First, let's calculate the number of moles of glucose:
Molar mass of glucose (C6H12O6) = 180.18 g/mol
moles of glucose = 5.00 g / 180.18 g/mol = 0.0277 mol
Next, we need to calculate the molality of the solution, which is defined as moles of solute per kilogram of solvent.
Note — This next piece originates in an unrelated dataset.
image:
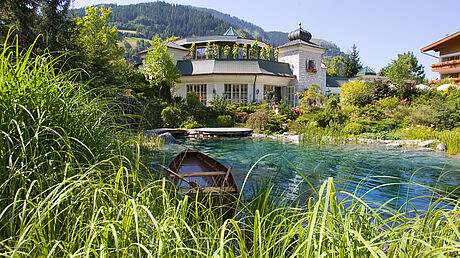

In this case, the solvent is acetic acid, and it has a mass of 500.0 grams.
molality = moles of solute / kg of solvent
molality = 0.0277 mol / 0.500 kg = 0.0554 mol/kg
Now, using the given colligative property constants, Kf = 3.90 and Kb = 3.07, we can calculate the changes in freezing point and boiling point.
For freezing point depression (f.p.), the equation is:
ΔTf = Kf * molality
Substituting the values:
ΔTf = 3.90 * 0.0554 = 0.216 dg C
The new freezing point will be the normal freezing point of acetic acid (16.6 dg C) minus the depression in temperature:
f.p. = 16.6 dg C - 0.216 dg C = 16.384 dg C
For boiling point elevation (b.p.), the equation is:
ΔTb = Kb * molality
Substituting the values:
ΔTb = 3.07 * 0.0554 = 0.170 dg C
The new boiling point will be the normal boiling point of acetic acid (118.5 dg C) plus the elevation in temperature:
b.p. = 118.5 dg C + 0.170 dg C = 118.67 dg C
Therefore, the new freezing point is approximately 16.384 dg C and the new boiling point is approximately 118.67 dg C.